Les gens se soucient du service après-vente. Cela est particulièrement vrai à l’ère des abonnements, où même les brosses à dents font l’objet de livraisons mensuelles aux domiciles du nouveau millénaire. Dans ce qui semble tout droit sorti du scénario d’un film de Kusturica, les représentants du service client sont même invités aux mariages de leurs clients.

Il suffit de peu. Écouter les problèmes de vos clients, les traiter avec respect et respecter leur temps, les récompenser pour leur clientèle régulière. En fin de compte, il est question de personnes. Il a toujours été question de personnes.
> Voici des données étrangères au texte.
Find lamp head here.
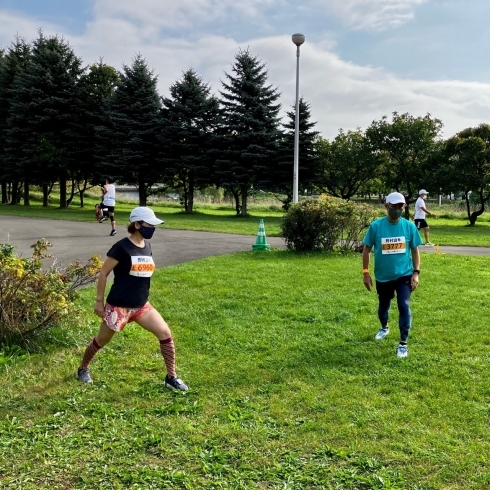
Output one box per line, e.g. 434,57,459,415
291,33,306,46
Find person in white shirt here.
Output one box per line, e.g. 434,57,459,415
413,189,436,245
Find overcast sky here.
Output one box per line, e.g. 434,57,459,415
0,0,490,139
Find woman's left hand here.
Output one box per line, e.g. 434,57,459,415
410,273,419,291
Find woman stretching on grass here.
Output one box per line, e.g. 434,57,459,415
78,207,188,391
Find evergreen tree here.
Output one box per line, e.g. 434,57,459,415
74,59,119,207
97,55,163,206
265,97,319,210
0,37,31,204
6,32,83,208
215,50,281,216
160,69,219,213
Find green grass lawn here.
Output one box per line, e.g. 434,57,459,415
0,251,490,490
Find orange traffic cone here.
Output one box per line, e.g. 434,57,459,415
252,219,271,251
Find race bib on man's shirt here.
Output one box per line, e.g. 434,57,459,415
381,236,407,255
129,255,155,277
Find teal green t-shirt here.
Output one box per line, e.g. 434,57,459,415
363,216,422,282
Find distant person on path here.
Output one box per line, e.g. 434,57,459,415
99,177,116,236
413,189,436,246
362,192,422,357
77,207,188,391
95,186,109,223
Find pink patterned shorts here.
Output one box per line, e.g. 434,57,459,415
104,301,153,332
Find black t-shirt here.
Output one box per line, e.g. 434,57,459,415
107,238,155,308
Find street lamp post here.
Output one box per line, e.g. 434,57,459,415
292,33,305,203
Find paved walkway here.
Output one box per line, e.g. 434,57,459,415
0,215,490,267
0,215,285,267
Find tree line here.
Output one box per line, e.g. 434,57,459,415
0,31,490,224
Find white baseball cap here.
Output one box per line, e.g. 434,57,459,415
129,206,165,226
386,192,405,204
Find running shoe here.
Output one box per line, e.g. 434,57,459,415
77,368,93,383
163,374,189,391
396,344,408,357
374,327,390,340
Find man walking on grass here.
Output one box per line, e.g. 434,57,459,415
362,192,422,357
413,189,436,245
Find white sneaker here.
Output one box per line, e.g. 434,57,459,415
396,344,408,357
374,327,390,340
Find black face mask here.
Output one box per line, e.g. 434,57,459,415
138,226,155,240
388,208,403,219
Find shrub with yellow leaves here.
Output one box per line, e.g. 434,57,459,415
0,238,102,350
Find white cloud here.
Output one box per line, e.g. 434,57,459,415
0,0,490,142
95,0,276,30
0,10,58,47
323,0,428,30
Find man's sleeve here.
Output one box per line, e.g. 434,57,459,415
410,223,423,249
362,223,375,248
« Tout le monde aime ma sauce. »

Ma mère avait toujours l’habitude de faire la sauce aussi. Toutes les Italiennes le font. Lorsque vous faites une sauce, c’est comme votre marque de fabrique. Johnny dit toujours qu’il arrive à cerner les gens par la sauce qu’ils font. Tout le monde aime ma sauce. Mon frère Frankie s’asseyait avec un bol de ma sauce et la mangeait comme une soupe. Il dit que je fais la meilleure sauce qu’il ait jamais goûté, et c’est un fin gourmet. Il fréquente beaucoup de bons restaurants. Son ex-femme préparait toujours des dîners raffinés.
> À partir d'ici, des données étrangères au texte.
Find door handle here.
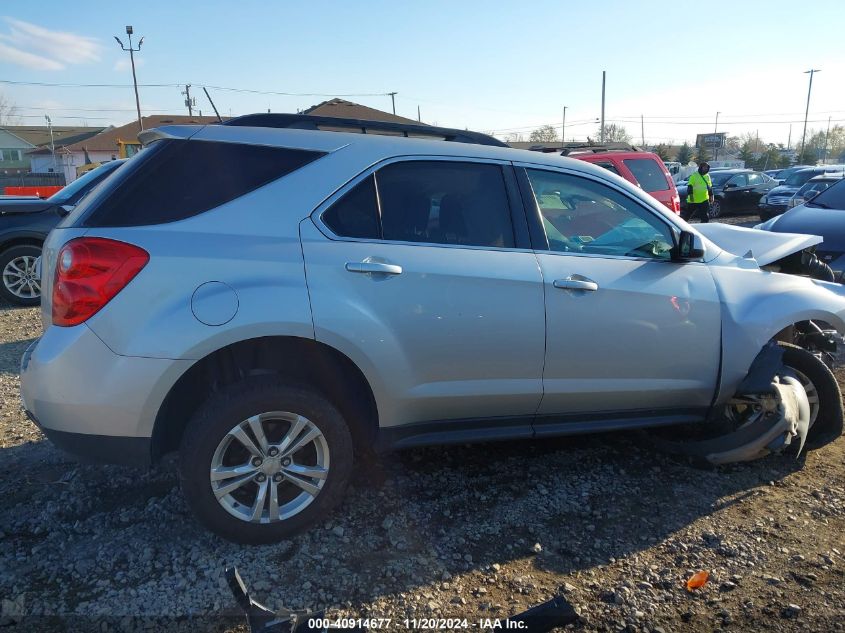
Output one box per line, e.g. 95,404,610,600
346,262,402,275
553,277,599,292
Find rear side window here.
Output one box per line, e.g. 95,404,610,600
81,140,323,227
322,161,515,248
622,158,669,193
323,176,380,239
593,162,620,176
810,180,845,209
376,161,514,248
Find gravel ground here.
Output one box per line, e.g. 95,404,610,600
0,218,845,632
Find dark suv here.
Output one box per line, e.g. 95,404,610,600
678,169,777,218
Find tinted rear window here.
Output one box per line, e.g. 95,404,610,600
809,180,845,209
81,140,323,227
622,158,669,193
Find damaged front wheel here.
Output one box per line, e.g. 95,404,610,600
780,343,843,448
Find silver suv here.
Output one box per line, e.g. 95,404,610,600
21,115,845,543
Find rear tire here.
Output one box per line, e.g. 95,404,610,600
780,343,843,448
180,376,353,544
0,244,41,306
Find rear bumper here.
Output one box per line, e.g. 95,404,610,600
21,325,192,464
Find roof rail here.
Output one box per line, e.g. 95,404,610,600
560,143,644,156
222,113,508,147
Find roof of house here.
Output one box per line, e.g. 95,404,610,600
301,99,420,125
3,125,105,148
37,114,224,153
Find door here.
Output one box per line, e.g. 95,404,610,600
520,167,721,417
301,159,545,436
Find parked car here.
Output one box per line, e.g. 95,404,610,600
0,161,123,306
755,176,845,283
759,165,845,220
786,172,845,209
563,146,681,213
775,165,815,185
678,169,775,218
21,114,845,543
Comme Fournier l’a découvert au cours de son entretien de 12 heures avec Jean, celle-ci entretient des relations fortes avec toutes les marques qui reflètent son identité profonde. Née dans la même maison que sa mère, comme sa mère avant elle, la vie de Jean tourne autour de la vie des membres de sa famille et de sa communauté. En l’absence d’une enfance stable ou traditionnelle, Jean est très fière de son foyer et trouve une stabilité dans les produits qui reflètent l’ancienne manière de faire les choses. Tomates Pastene, sauce Hunt’s, huile d’olive Bertolli, concentré de tomates Contadina, tout ce qui peut la connecter à son héritage italien.
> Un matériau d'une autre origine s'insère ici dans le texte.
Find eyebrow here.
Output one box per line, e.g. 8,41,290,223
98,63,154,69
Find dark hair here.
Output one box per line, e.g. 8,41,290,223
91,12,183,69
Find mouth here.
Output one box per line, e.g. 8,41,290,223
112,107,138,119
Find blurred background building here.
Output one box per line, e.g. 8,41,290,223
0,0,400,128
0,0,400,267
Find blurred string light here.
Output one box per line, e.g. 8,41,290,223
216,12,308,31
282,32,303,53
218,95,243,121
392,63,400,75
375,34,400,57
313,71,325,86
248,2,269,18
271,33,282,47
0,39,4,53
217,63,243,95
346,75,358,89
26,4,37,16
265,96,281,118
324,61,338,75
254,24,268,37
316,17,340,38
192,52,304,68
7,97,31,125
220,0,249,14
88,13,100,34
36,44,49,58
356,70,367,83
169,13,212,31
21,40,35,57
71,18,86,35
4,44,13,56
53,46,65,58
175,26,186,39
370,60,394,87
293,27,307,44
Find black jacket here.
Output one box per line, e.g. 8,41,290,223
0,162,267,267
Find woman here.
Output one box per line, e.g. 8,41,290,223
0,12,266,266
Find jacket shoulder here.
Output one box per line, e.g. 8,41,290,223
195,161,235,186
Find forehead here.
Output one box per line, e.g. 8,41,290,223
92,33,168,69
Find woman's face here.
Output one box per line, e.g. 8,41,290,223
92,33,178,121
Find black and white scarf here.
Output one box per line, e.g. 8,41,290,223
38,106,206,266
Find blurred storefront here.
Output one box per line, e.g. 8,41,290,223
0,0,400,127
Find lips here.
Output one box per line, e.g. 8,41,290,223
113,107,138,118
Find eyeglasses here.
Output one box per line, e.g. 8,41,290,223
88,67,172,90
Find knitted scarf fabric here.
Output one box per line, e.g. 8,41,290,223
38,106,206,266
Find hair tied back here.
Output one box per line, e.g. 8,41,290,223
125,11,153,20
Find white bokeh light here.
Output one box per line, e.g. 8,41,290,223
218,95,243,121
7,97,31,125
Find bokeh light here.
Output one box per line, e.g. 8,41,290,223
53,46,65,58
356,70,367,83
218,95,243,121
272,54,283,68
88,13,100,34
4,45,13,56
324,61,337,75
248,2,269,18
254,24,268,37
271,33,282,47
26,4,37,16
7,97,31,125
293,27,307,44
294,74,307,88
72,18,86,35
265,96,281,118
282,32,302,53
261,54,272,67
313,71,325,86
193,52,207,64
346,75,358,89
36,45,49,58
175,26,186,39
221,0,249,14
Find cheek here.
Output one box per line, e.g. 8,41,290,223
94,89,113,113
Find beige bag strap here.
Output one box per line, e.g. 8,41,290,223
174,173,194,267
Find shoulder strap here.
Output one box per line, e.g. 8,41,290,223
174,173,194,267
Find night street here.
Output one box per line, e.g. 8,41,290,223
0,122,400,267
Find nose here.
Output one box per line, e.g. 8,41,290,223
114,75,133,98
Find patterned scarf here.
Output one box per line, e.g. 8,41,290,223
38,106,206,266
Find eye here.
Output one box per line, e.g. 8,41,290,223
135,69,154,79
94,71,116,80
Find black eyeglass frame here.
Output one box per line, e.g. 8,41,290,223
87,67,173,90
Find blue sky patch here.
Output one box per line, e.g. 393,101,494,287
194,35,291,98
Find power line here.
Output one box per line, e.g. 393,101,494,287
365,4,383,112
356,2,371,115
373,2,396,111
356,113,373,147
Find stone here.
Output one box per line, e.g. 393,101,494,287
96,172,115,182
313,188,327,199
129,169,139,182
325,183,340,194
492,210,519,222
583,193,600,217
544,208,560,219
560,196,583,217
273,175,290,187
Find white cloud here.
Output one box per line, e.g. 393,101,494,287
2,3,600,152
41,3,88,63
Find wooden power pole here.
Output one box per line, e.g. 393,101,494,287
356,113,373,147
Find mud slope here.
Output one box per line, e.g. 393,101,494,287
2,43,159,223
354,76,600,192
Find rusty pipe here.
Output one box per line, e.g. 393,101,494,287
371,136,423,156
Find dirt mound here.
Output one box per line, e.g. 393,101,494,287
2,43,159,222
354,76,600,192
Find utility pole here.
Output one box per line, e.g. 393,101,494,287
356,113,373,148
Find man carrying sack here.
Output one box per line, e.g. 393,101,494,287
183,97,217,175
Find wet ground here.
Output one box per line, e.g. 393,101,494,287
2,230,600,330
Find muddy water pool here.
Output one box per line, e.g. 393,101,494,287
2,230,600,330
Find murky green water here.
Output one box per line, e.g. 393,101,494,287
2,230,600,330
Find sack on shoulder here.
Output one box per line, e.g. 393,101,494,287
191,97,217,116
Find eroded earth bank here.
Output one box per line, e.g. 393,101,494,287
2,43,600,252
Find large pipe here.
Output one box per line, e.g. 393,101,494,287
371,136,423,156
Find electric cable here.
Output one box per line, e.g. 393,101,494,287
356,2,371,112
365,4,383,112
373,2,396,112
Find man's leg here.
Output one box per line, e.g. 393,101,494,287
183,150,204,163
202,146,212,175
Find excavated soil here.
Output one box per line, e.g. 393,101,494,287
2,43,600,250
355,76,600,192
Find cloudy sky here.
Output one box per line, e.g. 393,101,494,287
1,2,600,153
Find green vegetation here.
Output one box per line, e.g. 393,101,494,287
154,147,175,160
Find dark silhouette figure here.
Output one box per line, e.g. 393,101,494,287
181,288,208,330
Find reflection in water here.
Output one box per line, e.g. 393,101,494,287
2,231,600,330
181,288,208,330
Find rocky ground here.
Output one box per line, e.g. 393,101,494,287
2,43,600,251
« Vous me demandez comment je sais que ce sont de bonnes tomates ? Ça fait 40 ans que je fais cette sauce et vous me demandez comment je le sais ? »

Ce n’est pas tant que les marques la définissent, elle les utilise simplement pour cultiver son estime de soi. Bien que Karen et Vicky entretiennent des relations consommateur/marque quelque peu différentes, Fournier a pu, pour chacune d’elles, trouver de nombreuses connections affectives avec des marques ayant contribué à l’exploration et à la reconnaissance des identités fondamentales des trois femmes.

Nous avons fait beaucoup de progrès depuis la publication de l’étude de Susan Fournier dans le « Journal of Consumer Research » en mars 1998. Et bien qu’il reste des progrès à faire, deux décennies plus tard, nous comprenons un peu mieux ces relations marque/consommateur.

Pour le meilleur ou pour le pire, notre culture est définie par nos habitudes de consommation. C’est peut-être pour cette raison que, quand on a demandé à George W. Bush ce que les Américains pourraient faire après la tragédie du 11 septembre, il les a encouragés à aller simplement faire du shopping. Aussi idiot (pour parler gentiment) que cela puisse paraître, il savait que ces petits rituels quotidiens nous procurent un sentiment de normalité et de réconfort. Ils ne prennent peut-être pas la forme d’une boîte de tomates italiennes prêtes à l’emploi et nous n’en sommes peut-être même pas conscients, mais c’est vrai.

C’est pourquoi la recherche sur ces relations marque/consommateur est si importante. En savoir plus sur ces habitudes ne fait pas de nous des matérialistes prêts à succomber à la folie des centres commerciaux et à la fièvre acheteuse. Au contraire. Mieux nous comprenons ce qui conditionne nos comportements de consommateurs et les bizarreries de nos achats, plus nous arrivons à contrôler nos choix.

Et peut-être que la prochaine fois que vous verrez une bouteille d’eau d’Évian, mise en bouteille de façon experte et expédiée depuis les sommets immaculés des Alpes françaises, vous ne vous laisserez pas berner par la suggestion qu’un achat de trois dollars accélérera votre ascension spirituelle.